The Importance of Stop Loss.
In contract trading, it is essential to set a stop loss because the stop loss is the lifeline of your trading. The same applies to spot trading; you should still set a stop loss when the price reaches your desired level. For spot trading, the stop loss can be set at 20%-25%, which can maximize the protection of your principal.
Taking BTC as an example in contracts.
First, if you do not look at the market and only rely on your gut feeling and trading experience, where would you set your stop loss?
Most people would set their first stop loss at 103500.
The second option would be to set it at 104000.
The third option would be to set it at 104580.
Let's talk about the first option. If you set it at 103500, your stop loss is very likely to be executed due to slippage, leading to liquidation.
For the second option, setting it at 104000, although this is a round number, most people who don’t analyze the market or cannot see support and resistance would place it here, thinking it is a relatively safe place, but in reality, strong players will also choose round numbers.
For the third option, 104580, I would choose to place it here because there is slight resistance at 103880, resistance at 14300, and resistance at 14500, to avoid slippage, I add 80 points to my stop loss; this is due to my usual trading habits.
Contracts inherently have a gambling component, so if you use low leverage, you won’t make much money and might even lose everything.

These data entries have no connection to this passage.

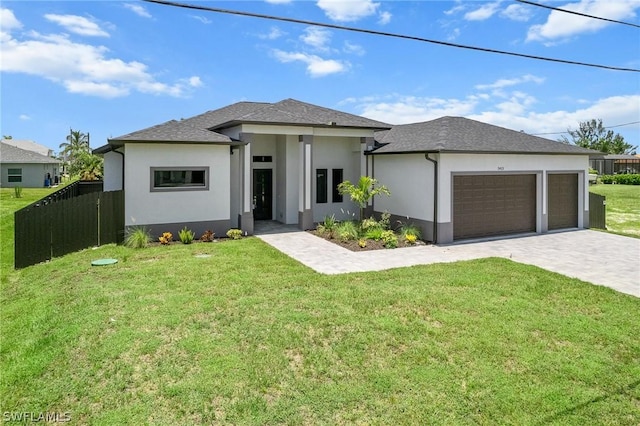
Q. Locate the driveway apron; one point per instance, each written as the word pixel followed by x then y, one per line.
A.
pixel 597 257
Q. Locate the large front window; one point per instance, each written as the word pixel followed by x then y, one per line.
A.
pixel 14 175
pixel 179 178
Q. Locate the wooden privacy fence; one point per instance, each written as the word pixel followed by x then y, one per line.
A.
pixel 47 230
pixel 597 211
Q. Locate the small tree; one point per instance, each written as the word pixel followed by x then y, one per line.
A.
pixel 363 192
pixel 593 135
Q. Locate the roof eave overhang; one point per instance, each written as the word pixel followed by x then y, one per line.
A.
pixel 275 123
pixel 117 143
pixel 449 151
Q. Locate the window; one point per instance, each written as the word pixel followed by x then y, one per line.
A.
pixel 14 175
pixel 179 178
pixel 336 197
pixel 321 185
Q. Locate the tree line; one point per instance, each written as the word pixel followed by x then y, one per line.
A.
pixel 593 135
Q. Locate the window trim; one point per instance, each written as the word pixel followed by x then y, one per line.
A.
pixel 336 197
pixel 12 175
pixel 154 188
pixel 322 190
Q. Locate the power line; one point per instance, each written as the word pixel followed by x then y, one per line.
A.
pixel 578 13
pixel 608 127
pixel 386 34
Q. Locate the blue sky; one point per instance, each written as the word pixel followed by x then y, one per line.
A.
pixel 109 67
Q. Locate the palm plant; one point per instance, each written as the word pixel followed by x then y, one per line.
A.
pixel 364 191
pixel 74 148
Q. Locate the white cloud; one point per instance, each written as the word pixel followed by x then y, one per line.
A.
pixel 344 11
pixel 8 21
pixel 316 37
pixel 561 25
pixel 506 82
pixel 513 111
pixel 385 18
pixel 82 68
pixel 77 25
pixel 455 9
pixel 517 12
pixel 316 66
pixel 138 10
pixel 274 33
pixel 484 12
pixel 354 49
pixel 412 109
pixel 201 19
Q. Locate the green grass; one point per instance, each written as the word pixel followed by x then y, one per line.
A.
pixel 623 208
pixel 249 336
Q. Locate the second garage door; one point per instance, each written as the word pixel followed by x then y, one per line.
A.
pixel 488 205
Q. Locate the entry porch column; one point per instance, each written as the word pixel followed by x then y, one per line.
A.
pixel 305 212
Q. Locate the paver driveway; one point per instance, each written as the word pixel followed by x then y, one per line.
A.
pixel 593 256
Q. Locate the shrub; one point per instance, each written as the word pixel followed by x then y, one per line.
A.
pixel 385 220
pixel 347 231
pixel 409 229
pixel 137 237
pixel 207 237
pixel 389 239
pixel 234 234
pixel 369 223
pixel 186 235
pixel 621 179
pixel 328 226
pixel 374 233
pixel 165 238
pixel 606 179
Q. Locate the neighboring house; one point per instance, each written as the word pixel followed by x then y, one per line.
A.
pixel 261 161
pixel 28 169
pixel 29 145
pixel 611 164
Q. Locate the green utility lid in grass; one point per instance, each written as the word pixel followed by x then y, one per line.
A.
pixel 103 262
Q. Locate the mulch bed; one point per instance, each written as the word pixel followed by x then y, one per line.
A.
pixel 371 244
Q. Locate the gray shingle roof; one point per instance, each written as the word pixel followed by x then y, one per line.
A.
pixel 174 131
pixel 201 128
pixel 458 134
pixel 12 154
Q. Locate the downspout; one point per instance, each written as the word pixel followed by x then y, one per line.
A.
pixel 435 197
pixel 121 153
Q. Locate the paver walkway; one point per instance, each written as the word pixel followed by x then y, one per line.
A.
pixel 597 257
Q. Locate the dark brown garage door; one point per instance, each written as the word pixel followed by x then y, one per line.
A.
pixel 487 205
pixel 563 201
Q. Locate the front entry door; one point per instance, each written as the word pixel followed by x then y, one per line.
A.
pixel 262 194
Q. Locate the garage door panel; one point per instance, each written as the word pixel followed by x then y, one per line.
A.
pixel 487 205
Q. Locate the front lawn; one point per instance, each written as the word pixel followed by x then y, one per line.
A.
pixel 250 336
pixel 623 208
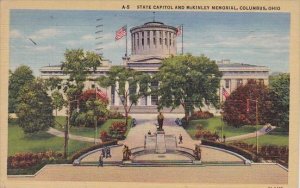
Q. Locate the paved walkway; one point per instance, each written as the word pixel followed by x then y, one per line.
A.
pixel 150 119
pixel 136 136
pixel 254 174
pixel 58 133
pixel 260 132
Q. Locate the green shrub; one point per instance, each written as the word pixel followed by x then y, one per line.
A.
pixel 94 147
pixel 29 159
pixel 117 130
pixel 244 153
pixel 115 115
pixel 201 115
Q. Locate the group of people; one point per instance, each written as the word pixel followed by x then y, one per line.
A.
pixel 126 153
pixel 105 153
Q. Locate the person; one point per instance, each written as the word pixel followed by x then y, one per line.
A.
pixel 133 122
pixel 160 121
pixel 180 139
pixel 103 152
pixel 100 160
pixel 108 152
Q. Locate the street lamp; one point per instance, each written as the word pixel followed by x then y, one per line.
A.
pixel 256 114
pixel 67 128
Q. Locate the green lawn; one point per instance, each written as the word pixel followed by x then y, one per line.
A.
pixel 279 140
pixel 87 131
pixel 215 124
pixel 42 141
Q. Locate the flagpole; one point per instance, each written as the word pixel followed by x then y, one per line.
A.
pixel 126 42
pixel 182 39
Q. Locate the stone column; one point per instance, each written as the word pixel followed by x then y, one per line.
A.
pixel 117 98
pixel 149 96
pixel 137 91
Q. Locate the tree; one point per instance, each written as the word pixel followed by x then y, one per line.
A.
pixel 17 79
pixel 78 65
pixel 239 112
pixel 58 101
pixel 34 109
pixel 188 81
pixel 129 84
pixel 280 93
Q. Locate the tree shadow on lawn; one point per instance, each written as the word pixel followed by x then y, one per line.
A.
pixel 38 136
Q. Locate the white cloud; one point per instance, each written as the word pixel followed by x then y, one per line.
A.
pixel 88 38
pixel 40 48
pixel 46 33
pixel 16 34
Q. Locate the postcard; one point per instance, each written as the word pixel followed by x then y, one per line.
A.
pixel 149 93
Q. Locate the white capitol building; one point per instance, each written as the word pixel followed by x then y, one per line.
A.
pixel 150 44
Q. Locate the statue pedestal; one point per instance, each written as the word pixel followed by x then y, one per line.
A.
pixel 160 142
pixel 197 162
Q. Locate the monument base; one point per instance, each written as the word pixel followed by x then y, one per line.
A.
pixel 160 142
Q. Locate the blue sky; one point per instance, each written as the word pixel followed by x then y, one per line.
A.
pixel 253 38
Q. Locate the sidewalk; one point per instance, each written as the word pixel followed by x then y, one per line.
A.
pixel 58 133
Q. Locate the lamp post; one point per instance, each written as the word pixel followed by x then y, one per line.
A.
pixel 67 129
pixel 95 116
pixel 256 116
pixel 222 124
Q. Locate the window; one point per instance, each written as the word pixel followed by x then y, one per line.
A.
pixel 112 95
pixel 239 82
pixel 261 81
pixel 227 83
pixel 154 99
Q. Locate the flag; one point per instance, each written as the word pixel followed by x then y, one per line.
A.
pixel 248 106
pixel 178 31
pixel 121 32
pixel 101 93
pixel 225 93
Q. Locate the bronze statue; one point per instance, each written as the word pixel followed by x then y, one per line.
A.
pixel 197 152
pixel 160 121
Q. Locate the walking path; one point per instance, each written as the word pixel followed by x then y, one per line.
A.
pixel 58 133
pixel 136 136
pixel 150 119
pixel 266 174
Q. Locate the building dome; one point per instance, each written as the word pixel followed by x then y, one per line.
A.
pixel 153 38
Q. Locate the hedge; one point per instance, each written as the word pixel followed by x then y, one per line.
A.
pixel 244 153
pixel 94 147
pixel 33 169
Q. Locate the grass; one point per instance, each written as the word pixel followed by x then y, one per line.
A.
pixel 38 142
pixel 215 124
pixel 88 131
pixel 279 140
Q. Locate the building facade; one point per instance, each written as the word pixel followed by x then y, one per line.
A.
pixel 150 44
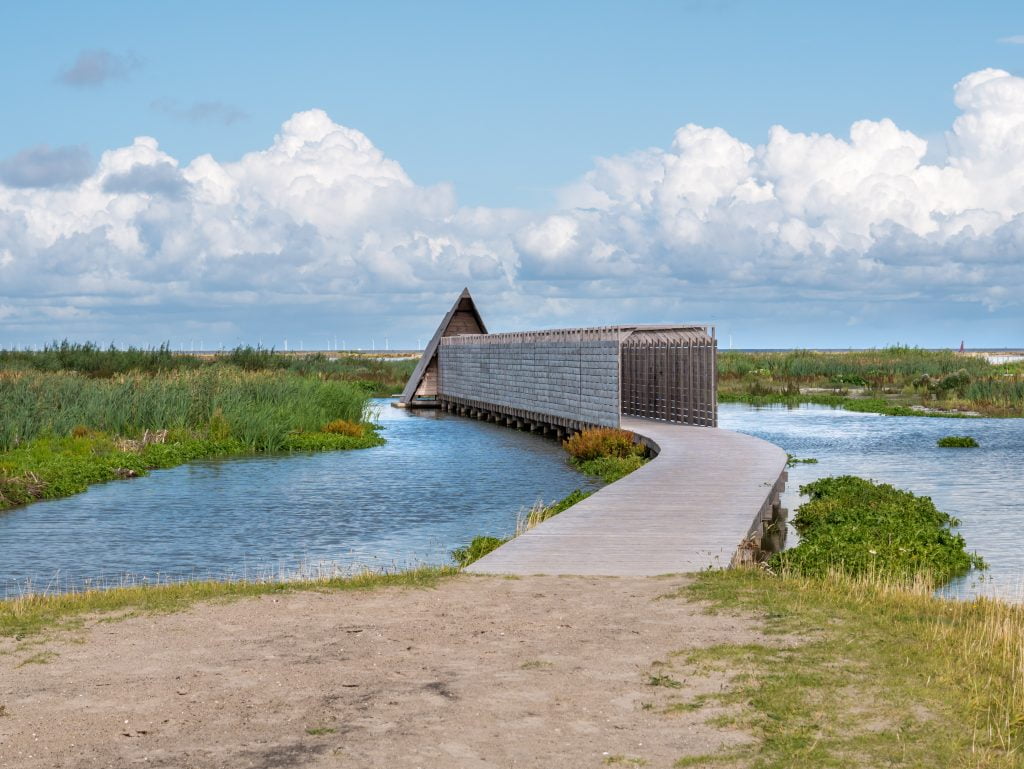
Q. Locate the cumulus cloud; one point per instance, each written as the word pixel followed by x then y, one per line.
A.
pixel 42 167
pixel 201 112
pixel 93 68
pixel 321 223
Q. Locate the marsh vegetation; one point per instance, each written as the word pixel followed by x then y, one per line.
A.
pixel 76 415
pixel 897 381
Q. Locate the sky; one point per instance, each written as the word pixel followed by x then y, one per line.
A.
pixel 798 173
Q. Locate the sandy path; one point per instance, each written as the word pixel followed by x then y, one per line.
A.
pixel 480 672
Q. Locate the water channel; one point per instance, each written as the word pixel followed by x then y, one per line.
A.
pixel 441 480
pixel 435 484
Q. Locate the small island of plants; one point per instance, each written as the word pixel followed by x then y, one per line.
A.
pixel 957 441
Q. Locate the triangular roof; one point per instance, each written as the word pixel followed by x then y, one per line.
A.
pixel 463 304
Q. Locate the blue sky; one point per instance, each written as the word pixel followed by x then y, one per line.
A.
pixel 495 109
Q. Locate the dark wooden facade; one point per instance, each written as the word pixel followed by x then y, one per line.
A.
pixel 568 378
pixel 670 374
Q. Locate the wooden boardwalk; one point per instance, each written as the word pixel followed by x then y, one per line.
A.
pixel 686 510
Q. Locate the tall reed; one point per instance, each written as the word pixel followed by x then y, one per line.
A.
pixel 259 409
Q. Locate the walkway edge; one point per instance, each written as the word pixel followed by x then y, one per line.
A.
pixel 710 499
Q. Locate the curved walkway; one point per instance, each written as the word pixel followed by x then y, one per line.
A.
pixel 686 510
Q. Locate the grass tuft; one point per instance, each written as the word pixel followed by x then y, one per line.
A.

Start by judging from your personal character. If you are someone who takes a little profit and runs, or if you can’t bear a small loss, you need to assess. You do not have a grasp on balance; contracts are a form of trading where you can risk a small amount for a large return. You might as well use high leverage, opening a position with 10% of your capital, set a good stop loss, and wait patiently.
Taking 1000U as an example, suppose you short at 102800 with a 10% position, which is 100u margin, or 0.1 Bitcoin, with your stop loss set at 104580, your leverage would be 95%. If it hits your stop loss, you would lose 165%, amounting to a loss of 178u. First, consider whether you can accept this level of loss.
If your take profit is set at 98580, your profit would be 435U.
Of course, not every trade will move directly in the direction you believe it will go. But you must have a goal and a plan.
Even if you cannot analyze the market, that's not a problem.
After a stop loss, do not enter immediately; wait patiently for a bit, and then enter at the next level. For example, if you hit a stop loss at 104850, you can wait to enter at 106320. The primary thing is to set a good stop loss, find support and resistance levels, and plan the amount of loss you can afford.